The new European Union GDPR (General Data Protection Regulation) is an extensive rewrite of the EU’s privacy laws that emphasises protection of personally identifiable information (PII) and rights including the right for consumers to access data about them; the ‘right to be forgotten’; breach notification requirements; data portability requirements; design of systems using ‘privacy by design’ principles; and the formal appointment of Data Protection Officers (DPOs) to manage data practices within companies whose operations “require regular and systemic monitoring of data subjects on a large scale”.

Any CIO or CSO who hasn’t carefully read through the changes may be up for an unpleasant shock when they do – and even more so, Symantec’s APJ director of government affairs Brian Fletcher told CSO Australia, because the GDPR is both binding on many Australian companies and does not feature exemptions for small businesses like the NDB does.

This means if small Australian businesses (with revenues under the NDB’s $3m per annum threshold) are serving customers in Europe – something that has become commonplace for anybody doing business online – they need to develop formal policies for breach notification within 72 hours of the breach even though such policies are not required under the new Australian legislation.

“There is very little recognition that the GDPR is going to be extraterritorial,” Fletcher explained. “It defines a particular structure around privacy, and you have to bring your products to market in a privacy-default way. And anyone who collects anything that is private data needs to comply.”

The need to appoint a formal DPO is, Fletcher warned, designed to escalate the privacy discussion to the board level and keep it there – something that has been challenging for many cybersecurity leaders whose employers aren’t necessarily as engaged with their cybersecurity practices as they should be.

“Australian companies need to be careful of the fact that these restrictions impact along the entire length of their data supply chain,” he said. “Anything that could identify a person needs to be treated as privacy data under the GDPR. You need to prove that you’re doing the right thing all the time.”

Many companies are demonstrably doing the right thing, all the time. Threat-management firm RiskIQ, for one, recently audited 99,467 Web sites belonging to FTSE 30 companies and found that 34 percent of the 13,194 pages collecting PII aren’t even bothering to secure it. This includes 3.5 percent that are using old, crackable encryption algorithms; 1.5 percent with expired digital certificates; and 29 percent that are not using any encryption at all.

“Insecure collection of PII is not just a GDPR compliance violation,” the firm warned in a statement in which it also highlighted the regulations’ need for companies to obtain explicit opt-in from EU citizens. “The loss of personal data, profit, and reputation resulting from the use of insecure forms is a legitimate concern for consumers, as well as shareholders.”

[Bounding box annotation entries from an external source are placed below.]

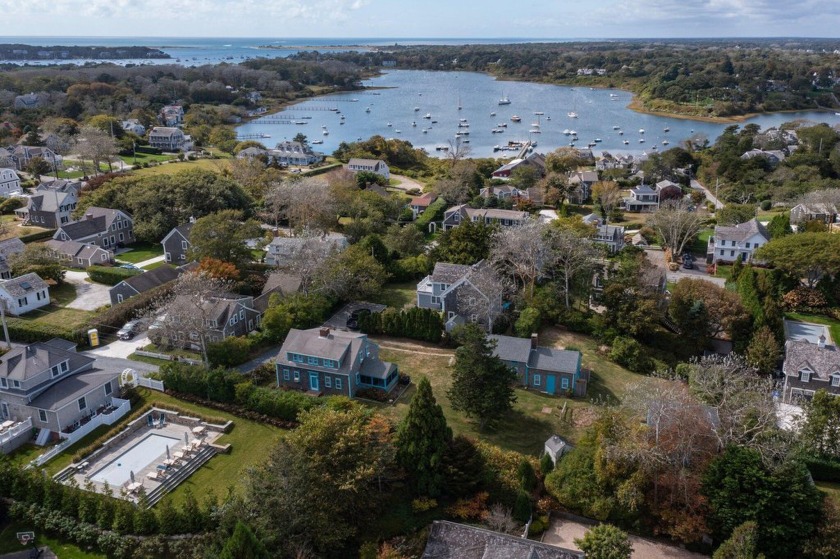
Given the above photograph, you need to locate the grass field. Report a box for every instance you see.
[132,159,230,176]
[117,242,163,264]
[378,330,651,455]
[0,522,105,559]
[785,312,840,344]
[371,281,417,309]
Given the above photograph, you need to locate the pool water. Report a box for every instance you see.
[90,434,181,487]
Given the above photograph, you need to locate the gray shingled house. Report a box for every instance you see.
[275,328,400,398]
[160,221,194,264]
[488,334,589,396]
[53,206,135,250]
[782,336,840,402]
[0,338,120,444]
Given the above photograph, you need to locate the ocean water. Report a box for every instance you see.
[237,70,840,157]
[0,36,567,66]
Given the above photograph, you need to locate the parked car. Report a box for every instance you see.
[117,320,141,340]
[347,309,371,330]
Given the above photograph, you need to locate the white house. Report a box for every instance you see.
[0,169,23,196]
[149,126,189,151]
[347,157,391,180]
[706,218,770,264]
[0,273,50,316]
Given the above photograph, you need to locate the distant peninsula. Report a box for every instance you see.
[0,43,172,60]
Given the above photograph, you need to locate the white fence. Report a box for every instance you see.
[137,375,164,392]
[0,417,32,446]
[33,398,131,466]
[134,349,202,365]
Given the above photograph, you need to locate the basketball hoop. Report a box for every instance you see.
[17,532,35,545]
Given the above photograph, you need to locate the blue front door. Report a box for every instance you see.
[545,375,556,394]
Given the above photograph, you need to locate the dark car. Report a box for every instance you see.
[347,309,371,330]
[117,320,140,340]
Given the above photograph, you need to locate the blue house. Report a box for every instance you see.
[275,328,400,398]
[489,334,589,396]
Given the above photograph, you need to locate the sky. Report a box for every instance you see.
[0,0,840,39]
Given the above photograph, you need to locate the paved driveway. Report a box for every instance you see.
[645,248,726,287]
[324,302,387,330]
[86,332,149,359]
[64,270,111,311]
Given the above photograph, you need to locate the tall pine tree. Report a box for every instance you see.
[448,324,516,429]
[396,378,452,497]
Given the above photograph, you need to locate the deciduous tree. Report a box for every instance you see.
[448,324,516,429]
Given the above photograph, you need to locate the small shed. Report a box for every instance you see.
[545,435,574,466]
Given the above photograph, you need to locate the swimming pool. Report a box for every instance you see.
[90,434,180,487]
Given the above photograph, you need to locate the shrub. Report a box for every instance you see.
[0,198,24,214]
[513,307,542,338]
[207,336,257,368]
[20,229,55,243]
[610,336,651,373]
[85,266,143,285]
[359,307,443,343]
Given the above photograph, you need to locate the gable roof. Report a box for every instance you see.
[784,340,840,380]
[117,264,180,293]
[0,272,49,297]
[715,218,770,242]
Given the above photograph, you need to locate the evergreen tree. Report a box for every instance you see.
[575,524,633,559]
[443,435,484,497]
[219,520,269,559]
[448,324,516,429]
[396,378,452,497]
[747,326,781,374]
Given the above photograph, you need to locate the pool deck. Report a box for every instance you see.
[71,423,221,501]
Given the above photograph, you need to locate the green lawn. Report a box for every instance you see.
[785,312,840,344]
[371,281,417,309]
[132,159,230,176]
[377,330,654,455]
[0,522,105,559]
[117,242,163,264]
[119,152,178,165]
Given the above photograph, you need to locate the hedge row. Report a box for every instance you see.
[359,307,443,343]
[160,363,323,422]
[20,229,55,243]
[414,198,447,233]
[85,266,143,285]
[805,458,840,483]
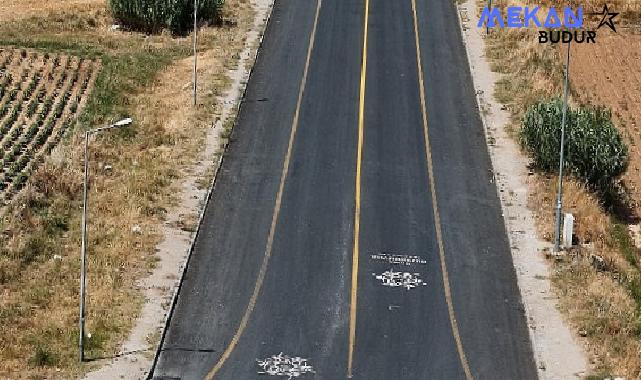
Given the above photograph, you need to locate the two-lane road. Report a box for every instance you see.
[152,0,536,380]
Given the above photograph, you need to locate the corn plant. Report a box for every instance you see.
[109,0,224,34]
[520,98,629,190]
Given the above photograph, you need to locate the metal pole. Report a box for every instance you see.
[554,42,570,252]
[79,131,89,362]
[485,0,492,34]
[78,118,133,362]
[194,0,198,106]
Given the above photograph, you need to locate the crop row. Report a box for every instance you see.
[0,51,96,201]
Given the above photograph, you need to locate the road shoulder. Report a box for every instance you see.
[458,0,589,379]
[84,0,274,380]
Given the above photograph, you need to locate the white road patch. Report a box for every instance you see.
[370,252,427,265]
[256,352,316,380]
[372,269,427,290]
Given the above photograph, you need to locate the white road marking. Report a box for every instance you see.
[370,252,427,265]
[256,352,316,380]
[372,269,427,290]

Licensing and contractual agreements will need to be reviewed, Fletcher warns, with privacy controls explicitly addressed in a GDPR-compliant way. This includes simplifying end user licensing agreements (EULAs): “an 80-page EULA is neither specific nor could you argue that someone is informed” about their rights under GDPR controls, he said.

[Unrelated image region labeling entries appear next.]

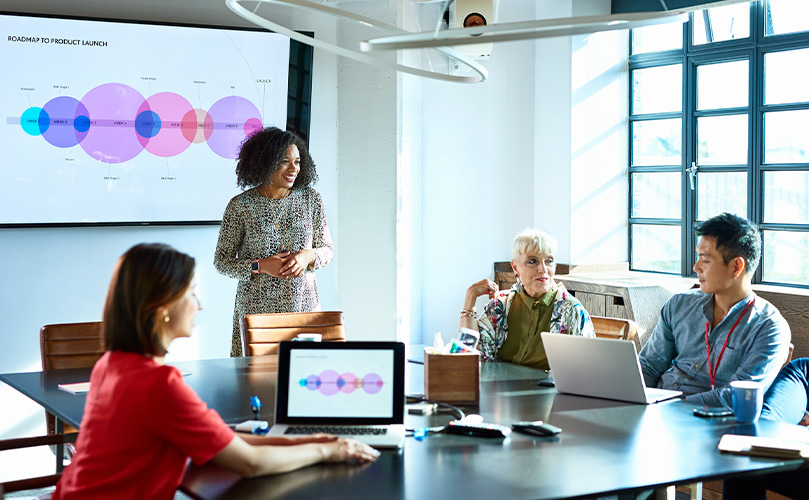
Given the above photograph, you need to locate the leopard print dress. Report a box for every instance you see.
[214,187,334,357]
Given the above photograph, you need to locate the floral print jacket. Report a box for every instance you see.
[478,282,595,360]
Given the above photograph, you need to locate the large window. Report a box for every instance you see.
[629,0,809,287]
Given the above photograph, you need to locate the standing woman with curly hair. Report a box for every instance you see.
[214,127,334,357]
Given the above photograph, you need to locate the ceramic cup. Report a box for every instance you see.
[730,380,764,422]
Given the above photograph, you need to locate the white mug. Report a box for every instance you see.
[295,333,323,342]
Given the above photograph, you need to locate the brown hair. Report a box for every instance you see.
[102,243,194,356]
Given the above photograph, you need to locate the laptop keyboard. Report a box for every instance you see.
[284,425,388,436]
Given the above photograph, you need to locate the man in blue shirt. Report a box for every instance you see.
[640,213,791,407]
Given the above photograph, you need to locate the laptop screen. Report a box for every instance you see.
[276,342,404,424]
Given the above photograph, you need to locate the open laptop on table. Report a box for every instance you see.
[269,342,405,448]
[541,332,682,404]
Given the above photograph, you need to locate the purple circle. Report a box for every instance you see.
[42,96,87,148]
[80,83,144,163]
[139,92,194,158]
[340,372,359,394]
[362,373,385,394]
[319,370,340,396]
[208,96,261,160]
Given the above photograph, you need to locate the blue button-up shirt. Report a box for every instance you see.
[640,290,792,407]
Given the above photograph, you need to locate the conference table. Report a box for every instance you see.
[0,356,809,500]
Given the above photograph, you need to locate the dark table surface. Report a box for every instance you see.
[0,357,809,500]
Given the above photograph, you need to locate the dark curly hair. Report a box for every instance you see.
[236,127,317,189]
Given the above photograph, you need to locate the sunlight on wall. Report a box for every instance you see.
[570,32,628,264]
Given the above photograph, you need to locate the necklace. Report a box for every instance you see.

Despite having nearly a year left to go before non-compliance threatens them with fines as large as 4% of global annual turnover, Fletcher expects many businesses will drag their feet on GDPR compliance until the last days before the new regulations kick in.

“I’ve worked in regulation for a number of years and I’m relatively pessimistic about people’s ability to get in well in advance of deadlines,” he said. “But Europe is a big market and Australian companies can’t afford to lose access to that market.”

Boards know that, but they may not intrinsically appreciate the importance of engaging information-security specialists at the highest level. The magnitude of the attitude shift that GDPR requires is reflected in the results of the recent NUIX Black Report, which surveyed dozens of ethical hackers about their practices and included questions about their perception of boards’ security attitudes, and what those hackers would tell their boards if they had the chance.

Just 44 percent believed their boards see security as being crucial to the future success of the business, while 30 percent said it was seen as a compliance requirement and 15 percent believed boards do “just enough to show we think it’s important but no more”.

Advice from hackers for security decision-makers included reinforcing the importance of staff training – “you need to turn your weakest link into your greatest asset” – as well as marrying people and technology; assuming humans will fail; and understanding that security is “a journey, not a destination”.

Respondents recommended that boards “trust your security professionals”; understand that there is a ROI for security and that “it is not a waste of time or money”; empower their CISO because “nothing is worse than a CISO with no ability to effect change”; and that it’s more important to detect an attack than to deflect one.

This last point will be crucial for compliance with the GDPR, which is as much about openness around privacy breaches as it is about preventing them in the first place. Companies that are circumspect about admitting their compromises may quickly find themselves feted as examples by an EU that has become increasingly tired of fighting over privacy with US-based Internet giants.

Under the GDPR, “fines are so large that they could be an existential threat to your company,” Fletcher said. “We see people on security teams that are essentially divorced from the rest of the risk management of the business. They’re making decisions on behalf of the business that were potentially putting their entire reason to exist at risk.”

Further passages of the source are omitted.